ASHP Offers Members Guidance on Talking to Public About Anthrax Threat

Donna Young

In the wake of the Sept. 11 tragedies, ASHP members may find themselves answering media and public questions about the risk of bioterrorism in the United States. First, some facts from the Centers for Disease Control and Prevention (CDC):
  • Anthrax, according to most military and counterterrorism authorities, represents the single greatest potential biological warfare threat today.      
  • Anthrax is caused by infection with Bacillus anthracis, a gram-positive spore-forming bacterium. The spore form of this organism, which can survive in the environment for many decades, is not virulent, doesn’t aerosolize well, and, in natural concentrations, is very hard to transmit through touch.      
  • Anthrax acquired by inhalation generally occurs after an incubation period of one to six days. After incubation, a nonspecific flu-like illness ensues, characterized by fever, myalgia, headache, a nonproductive cough, and mild chest discomfort. The second phase is marked by high fever, dyspnea, stridor, cyanosis, and shock.      
  • Ciprofloxacin, doxycycline, and penicillin are effective for prophylaxis and treatment after exposure to B. anthracis spores. For specific information about the use of these drugs, go to CDC's Web site.

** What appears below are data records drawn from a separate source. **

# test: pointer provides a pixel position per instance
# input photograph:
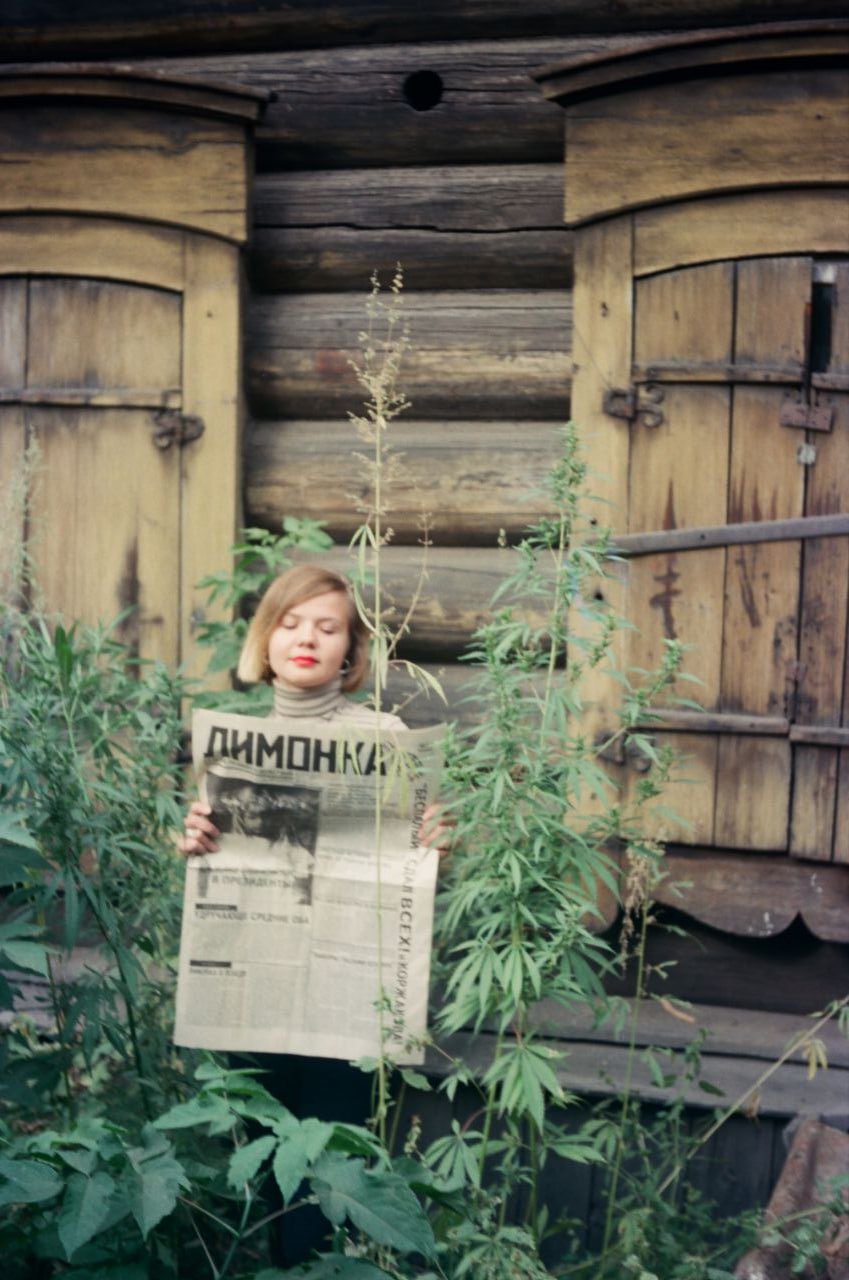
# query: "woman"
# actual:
(309, 641)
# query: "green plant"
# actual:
(90, 795)
(258, 560)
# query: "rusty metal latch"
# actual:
(635, 405)
(806, 416)
(176, 428)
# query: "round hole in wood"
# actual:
(423, 90)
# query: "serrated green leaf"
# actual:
(378, 1203)
(202, 1110)
(247, 1160)
(415, 1079)
(26, 955)
(85, 1208)
(28, 1182)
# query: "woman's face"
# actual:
(309, 644)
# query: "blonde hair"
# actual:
(286, 592)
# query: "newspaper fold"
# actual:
(306, 933)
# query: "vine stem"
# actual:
(793, 1047)
(378, 752)
(626, 1092)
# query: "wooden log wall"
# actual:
(384, 145)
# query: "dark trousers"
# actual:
(327, 1089)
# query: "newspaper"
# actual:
(286, 926)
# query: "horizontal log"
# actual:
(757, 895)
(716, 722)
(471, 478)
(462, 227)
(790, 973)
(603, 1070)
(350, 106)
(429, 197)
(341, 257)
(489, 355)
(191, 24)
(455, 598)
(742, 1032)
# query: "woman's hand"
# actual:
(201, 831)
(436, 830)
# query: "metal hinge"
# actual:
(637, 403)
(808, 417)
(176, 428)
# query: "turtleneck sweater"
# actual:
(328, 703)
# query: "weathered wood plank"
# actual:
(757, 895)
(685, 316)
(766, 480)
(443, 199)
(812, 816)
(470, 478)
(602, 359)
(305, 23)
(744, 225)
(211, 373)
(679, 472)
(181, 169)
(771, 298)
(679, 597)
(456, 598)
(760, 627)
(106, 512)
(752, 792)
(100, 247)
(460, 227)
(12, 524)
(790, 972)
(474, 355)
(749, 1033)
(86, 334)
(684, 56)
(602, 1069)
(822, 631)
(13, 332)
(338, 257)
(648, 146)
(716, 722)
(348, 106)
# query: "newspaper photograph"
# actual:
(302, 923)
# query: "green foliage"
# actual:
(258, 560)
(121, 1162)
(90, 795)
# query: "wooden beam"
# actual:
(470, 478)
(716, 722)
(731, 535)
(474, 355)
(160, 26)
(601, 1070)
(757, 895)
(341, 257)
(450, 227)
(456, 597)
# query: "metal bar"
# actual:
(820, 735)
(675, 371)
(85, 398)
(681, 721)
(730, 535)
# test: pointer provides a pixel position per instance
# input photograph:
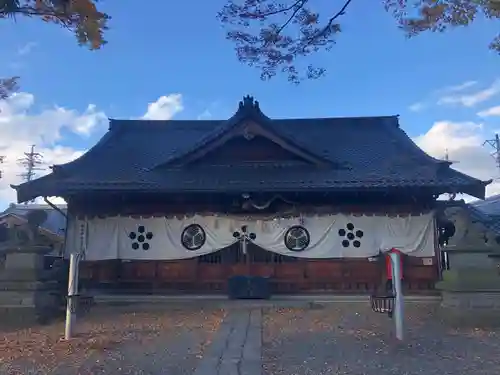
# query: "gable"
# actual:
(248, 142)
(254, 150)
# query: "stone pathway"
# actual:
(237, 347)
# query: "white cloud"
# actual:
(459, 87)
(166, 107)
(464, 142)
(493, 111)
(471, 99)
(20, 128)
(26, 49)
(415, 107)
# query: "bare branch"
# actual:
(277, 47)
(7, 87)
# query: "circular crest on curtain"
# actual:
(297, 238)
(193, 237)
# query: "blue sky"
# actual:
(167, 48)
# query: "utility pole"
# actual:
(495, 143)
(31, 162)
(2, 159)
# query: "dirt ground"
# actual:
(351, 339)
(337, 338)
(107, 342)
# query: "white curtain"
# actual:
(326, 236)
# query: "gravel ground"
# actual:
(351, 339)
(170, 342)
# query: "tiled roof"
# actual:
(378, 154)
(55, 223)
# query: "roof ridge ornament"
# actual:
(248, 105)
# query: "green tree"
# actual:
(273, 35)
(79, 16)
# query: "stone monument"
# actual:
(473, 280)
(27, 290)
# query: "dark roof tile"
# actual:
(377, 152)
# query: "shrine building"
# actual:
(181, 206)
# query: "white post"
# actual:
(72, 292)
(244, 244)
(399, 302)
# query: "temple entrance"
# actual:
(214, 270)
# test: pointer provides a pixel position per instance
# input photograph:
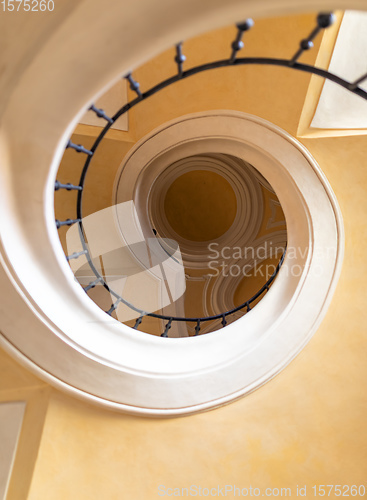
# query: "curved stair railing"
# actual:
(323, 21)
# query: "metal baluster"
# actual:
(137, 323)
(100, 113)
(224, 321)
(135, 86)
(67, 222)
(355, 84)
(75, 255)
(113, 307)
(238, 44)
(67, 186)
(79, 148)
(323, 22)
(168, 326)
(92, 284)
(180, 58)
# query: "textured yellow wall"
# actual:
(307, 425)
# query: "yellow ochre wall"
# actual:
(307, 425)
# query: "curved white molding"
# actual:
(69, 341)
(147, 183)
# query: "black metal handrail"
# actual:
(324, 20)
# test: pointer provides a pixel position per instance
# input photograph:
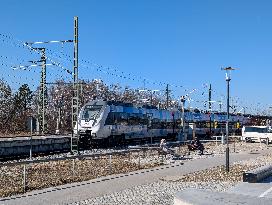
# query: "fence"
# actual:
(20, 177)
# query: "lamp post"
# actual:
(228, 70)
(182, 99)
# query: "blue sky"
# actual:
(177, 42)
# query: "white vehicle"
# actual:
(256, 133)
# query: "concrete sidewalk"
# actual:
(81, 191)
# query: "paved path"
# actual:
(80, 191)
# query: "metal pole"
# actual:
(183, 117)
(42, 95)
(30, 151)
(167, 95)
(210, 108)
(227, 126)
(24, 178)
(139, 163)
(110, 163)
(75, 100)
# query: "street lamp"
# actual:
(182, 99)
(228, 70)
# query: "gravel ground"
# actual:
(163, 191)
(63, 172)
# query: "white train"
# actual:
(116, 122)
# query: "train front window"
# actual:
(91, 112)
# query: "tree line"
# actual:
(18, 106)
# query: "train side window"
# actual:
(110, 120)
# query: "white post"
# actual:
(24, 178)
(110, 163)
(30, 151)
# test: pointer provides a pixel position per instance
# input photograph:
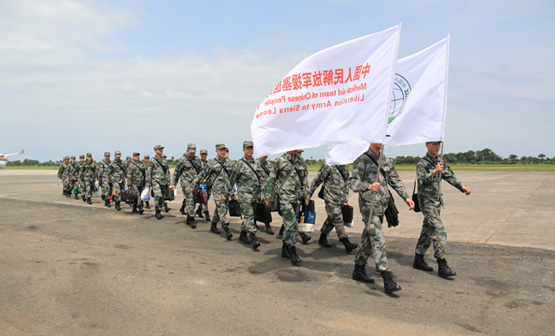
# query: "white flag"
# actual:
(337, 96)
(420, 97)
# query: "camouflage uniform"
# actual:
(247, 174)
(158, 178)
(336, 191)
(104, 176)
(87, 176)
(433, 230)
(217, 173)
(188, 170)
(365, 172)
(136, 172)
(63, 174)
(292, 192)
(117, 174)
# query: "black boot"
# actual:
(420, 264)
(182, 209)
(191, 221)
(305, 238)
(359, 274)
(243, 238)
(389, 284)
(323, 241)
(348, 245)
(228, 234)
(214, 228)
(443, 270)
(269, 229)
(254, 241)
(295, 259)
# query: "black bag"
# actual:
(347, 212)
(391, 213)
(263, 213)
(234, 208)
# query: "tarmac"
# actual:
(69, 268)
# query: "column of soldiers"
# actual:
(283, 184)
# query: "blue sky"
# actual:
(92, 76)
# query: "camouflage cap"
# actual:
(192, 148)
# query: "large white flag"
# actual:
(418, 104)
(337, 96)
(420, 97)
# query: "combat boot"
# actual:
(443, 270)
(348, 245)
(269, 229)
(359, 274)
(228, 234)
(295, 259)
(214, 228)
(389, 284)
(243, 238)
(420, 264)
(305, 238)
(254, 241)
(323, 241)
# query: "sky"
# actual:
(96, 76)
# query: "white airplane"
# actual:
(4, 158)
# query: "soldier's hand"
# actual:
(374, 186)
(466, 190)
(410, 203)
(439, 168)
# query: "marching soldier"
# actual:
(289, 182)
(365, 181)
(117, 178)
(336, 192)
(136, 173)
(158, 177)
(104, 176)
(187, 170)
(88, 175)
(203, 208)
(430, 170)
(217, 173)
(63, 175)
(247, 174)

Important points for the public to keep in mind:

  • Inhalational anthrax has little potential for person-to-person transmission. It also is very difficult to disperse effectively across large populations.      
  • The U.S. health care system has effective treatment protocols for individuals who have contracted anthrax. However, early diagnosis and treatment of inhalational anthrax is critical. If therapy is begun more than 48 hours after the onset of symptoms, the probability of death is high.      
  • Vaccines for anthrax are currently only available for military personnel, are for pre-exposure prophylaxis, and require multiple injections and yearly boosters.      
  • CDC does not recommend that influenza vaccination be considered as a way to avoid confusing influenza disease with suspected anthrax illness.      
  • Consumer stockpiling of medications such as ciprofloxacin (Cipro, Bayer Corp.) can lead to national shortages when a real need arises. Self-diagnosis and self-treatment with prescription medicines is never a good idea. Medicines, in general, also have a limited shelf life, can have significant side effects and drug interactions, and may not be the right therapeutic agent for the condition you have.      
  • Moreover, health care providers must ensure they have a clear diagnosis or strong indication of anthrax infection in immature pediatric patients, because ciprofloxacin (Cipro) can stunt cartilage growth in this patient population.